季節を選ばず着回しやすいヨウジヤマモトのプルオーバードレープシャツ

ヨウジヤマモトのアイテムの中でも極めてスタンダードに近い一品、プルオーバードレープシャツをご紹介します。とても汎用性が高いシャツで、かなり長期間にわたって愛用しているお気に入りのアイテムです。

ゆったりした着用感

ヨウジヤマモトのアイテムにおいては珍しいことではないのですが、サイズ感がゆったりしていて大きめのシルエットですね。

身長172㎝体重63㎏の私がサイズ2を着て、お尻がちょうどすっぽり隠れるくらいの着丈です。腕や胴にもジャストフィットせず、ヒートテックを中に着ても全く着ぶくれしないくらいの余裕があります。

実は、プルオーバーシャツという性質からも、サイズが大きくなる宿命にあります。プルオーバーというのは文字どおり、頭の上からかぶった服を下に引っ張って首を通す、いわゆる「かぶり」の服のことをいいます。

前身ごろにボタンが付いていれば、前を開いて羽織るように着ることができるわけですが、プルオーバーは裾口に頭や肩を通す必要があるわけです。つまり、どうしても裾口を大きくしておく必要があり、全体にゆったりしたつくりになります。

裾の左右にはわずかにスリットが入っていて、このディテールもプルオーバーとしての着脱を楽にするポイントです。

ドレープ感とカラーのベストマッチ

アイテム名にも「ドレープ」の文字が表れているとおり、ヨウジヤマモトお得意のドレープ感が特徴です。

服の生地がピシッと張っている場合、いかにも正装らしく見えてフォーマルな印象を与えるものですが、このシャツの前身ごろはどうでしょう。どう見てもゆるゆるですよね。

ドレープ感が何の役にたつのか、という声が聞こえてきそうですので、ここでカラーを見てみましょう。

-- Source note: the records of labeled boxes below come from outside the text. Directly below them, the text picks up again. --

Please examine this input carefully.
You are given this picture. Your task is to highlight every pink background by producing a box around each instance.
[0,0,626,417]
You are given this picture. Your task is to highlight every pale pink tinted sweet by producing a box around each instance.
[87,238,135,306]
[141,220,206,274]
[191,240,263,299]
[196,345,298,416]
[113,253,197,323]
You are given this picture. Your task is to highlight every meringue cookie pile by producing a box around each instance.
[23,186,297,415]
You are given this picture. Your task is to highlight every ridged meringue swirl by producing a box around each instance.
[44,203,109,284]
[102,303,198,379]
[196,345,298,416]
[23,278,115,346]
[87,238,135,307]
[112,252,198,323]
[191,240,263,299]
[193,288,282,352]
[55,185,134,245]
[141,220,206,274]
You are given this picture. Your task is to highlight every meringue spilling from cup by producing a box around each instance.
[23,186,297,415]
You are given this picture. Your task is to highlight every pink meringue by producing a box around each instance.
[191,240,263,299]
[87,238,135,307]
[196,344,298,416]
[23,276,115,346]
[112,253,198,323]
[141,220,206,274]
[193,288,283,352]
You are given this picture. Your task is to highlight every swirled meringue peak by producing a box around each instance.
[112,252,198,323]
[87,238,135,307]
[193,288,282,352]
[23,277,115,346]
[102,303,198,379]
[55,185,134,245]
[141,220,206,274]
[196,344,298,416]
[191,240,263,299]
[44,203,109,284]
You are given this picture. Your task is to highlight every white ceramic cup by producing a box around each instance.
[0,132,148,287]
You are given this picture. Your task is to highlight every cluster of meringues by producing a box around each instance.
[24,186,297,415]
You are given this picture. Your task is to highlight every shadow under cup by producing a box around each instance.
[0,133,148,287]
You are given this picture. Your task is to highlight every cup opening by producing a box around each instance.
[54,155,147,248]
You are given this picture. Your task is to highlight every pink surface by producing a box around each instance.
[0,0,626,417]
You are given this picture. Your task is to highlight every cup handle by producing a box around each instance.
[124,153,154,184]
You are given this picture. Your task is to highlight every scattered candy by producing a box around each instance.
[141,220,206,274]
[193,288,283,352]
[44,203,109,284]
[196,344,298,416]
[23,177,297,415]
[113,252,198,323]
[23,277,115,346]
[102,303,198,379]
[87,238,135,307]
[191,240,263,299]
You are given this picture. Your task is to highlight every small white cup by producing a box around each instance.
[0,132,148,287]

シャツのカラーはチャコールグレー。実は同型で黒バージョンもあるのですが、私が購入したのは黒を薄めたようなチャコールグレーです。

黒を薄めた色ってことは、黒とあんまり変わらないんじゃないの、と思ったあなたは鋭い。チャコールグレーという色は、グレーの中でも黒に近く、ダークスーツを想起させるもの。ということは、黒もチャコールグレーもドレス感が強く、カッチリとしたイメージ、あるいはキメすぎてキツいイメージを与えます。

ここで、ドレープ感がうまくドレス感を緩和してくれるのです。黒に近いドレス寄りの色だけど、生地の表面はゆるゆる。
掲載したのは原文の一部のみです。